The economy is not on auto pilot like it was under Trump. In order to get inflation in-check, interest rates were increased, this would cause less economic activity, fewer dollars chasing goods, and fewer jobs making it a employer market and salary inlfation slowing. It really slowed down the housing market. This is the trick the Feds are trying to manage, can they bring inflation down without causing a protracted recession. Some called this a "soft landing".
The analyst I talked to believes we will finally see a decrease in the Fed rate in Sept. They will continue to do this over time with the intention of lowering rates to hopefully cause more economic activity.

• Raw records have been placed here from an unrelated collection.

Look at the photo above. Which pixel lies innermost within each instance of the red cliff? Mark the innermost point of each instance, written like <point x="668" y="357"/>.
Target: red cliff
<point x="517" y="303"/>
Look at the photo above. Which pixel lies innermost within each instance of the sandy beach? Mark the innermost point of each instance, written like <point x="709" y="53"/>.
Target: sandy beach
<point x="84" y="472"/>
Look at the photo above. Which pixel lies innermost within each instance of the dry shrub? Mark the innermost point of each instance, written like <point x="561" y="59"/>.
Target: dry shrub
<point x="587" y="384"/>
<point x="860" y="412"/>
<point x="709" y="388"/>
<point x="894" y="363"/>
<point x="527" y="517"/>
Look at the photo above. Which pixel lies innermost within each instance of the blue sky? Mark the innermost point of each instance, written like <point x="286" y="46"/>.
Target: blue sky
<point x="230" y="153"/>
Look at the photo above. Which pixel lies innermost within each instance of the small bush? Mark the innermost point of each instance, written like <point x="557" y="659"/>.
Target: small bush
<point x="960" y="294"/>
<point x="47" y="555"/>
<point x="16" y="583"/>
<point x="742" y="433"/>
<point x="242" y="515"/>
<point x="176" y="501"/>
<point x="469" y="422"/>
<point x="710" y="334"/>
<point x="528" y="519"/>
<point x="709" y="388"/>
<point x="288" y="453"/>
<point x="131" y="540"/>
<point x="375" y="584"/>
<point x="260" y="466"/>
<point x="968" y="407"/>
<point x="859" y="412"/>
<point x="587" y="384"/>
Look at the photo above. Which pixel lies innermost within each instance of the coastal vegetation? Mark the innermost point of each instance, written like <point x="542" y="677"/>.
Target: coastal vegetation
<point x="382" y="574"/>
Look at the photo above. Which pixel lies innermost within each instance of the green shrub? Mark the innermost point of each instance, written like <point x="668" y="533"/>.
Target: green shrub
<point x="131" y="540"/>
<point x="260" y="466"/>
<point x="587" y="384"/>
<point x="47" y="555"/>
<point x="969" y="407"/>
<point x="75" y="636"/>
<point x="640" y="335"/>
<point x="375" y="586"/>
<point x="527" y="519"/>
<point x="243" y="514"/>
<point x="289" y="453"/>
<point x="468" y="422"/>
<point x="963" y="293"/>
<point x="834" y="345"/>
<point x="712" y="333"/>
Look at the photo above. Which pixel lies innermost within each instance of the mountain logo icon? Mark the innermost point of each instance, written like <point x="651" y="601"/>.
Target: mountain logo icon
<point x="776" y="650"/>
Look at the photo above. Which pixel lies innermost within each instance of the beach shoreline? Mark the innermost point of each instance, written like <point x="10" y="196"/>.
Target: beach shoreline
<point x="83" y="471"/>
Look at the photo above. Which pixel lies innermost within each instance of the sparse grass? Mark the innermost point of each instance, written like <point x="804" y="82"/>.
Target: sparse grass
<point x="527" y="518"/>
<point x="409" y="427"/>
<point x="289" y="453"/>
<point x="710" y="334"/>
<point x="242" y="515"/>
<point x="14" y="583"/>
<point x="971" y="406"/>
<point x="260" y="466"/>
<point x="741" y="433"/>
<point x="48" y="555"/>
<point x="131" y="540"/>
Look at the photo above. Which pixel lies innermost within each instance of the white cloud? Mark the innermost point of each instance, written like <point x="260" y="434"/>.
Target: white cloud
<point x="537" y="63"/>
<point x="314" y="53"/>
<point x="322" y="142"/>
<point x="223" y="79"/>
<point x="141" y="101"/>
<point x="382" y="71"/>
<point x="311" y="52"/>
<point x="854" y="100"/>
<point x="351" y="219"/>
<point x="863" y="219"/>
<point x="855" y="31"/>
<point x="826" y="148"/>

Analysts are see at the small cap stocks as more favorable, your large caps had more cash reserves and so interest rate increases did not impact them as much as it did for small cap stocks and even small businesses. Decreasing interest rates will allow smaller companies access to more capital and at cheaper rates.
As interest rates decrease, people will move away from bonds to stocks. I purchased a 9 month bond at 5.29% yesterday, that is a safe bet given we may see 2 interest rate decreases in that time frame, and can get a better return than CD's or treasury sweep account. After that, there will be an opportunity to purchase stocks if you are not invested in stocks or have some excess cash to invest at a good market / price point and see some good market gains as the economy recovers.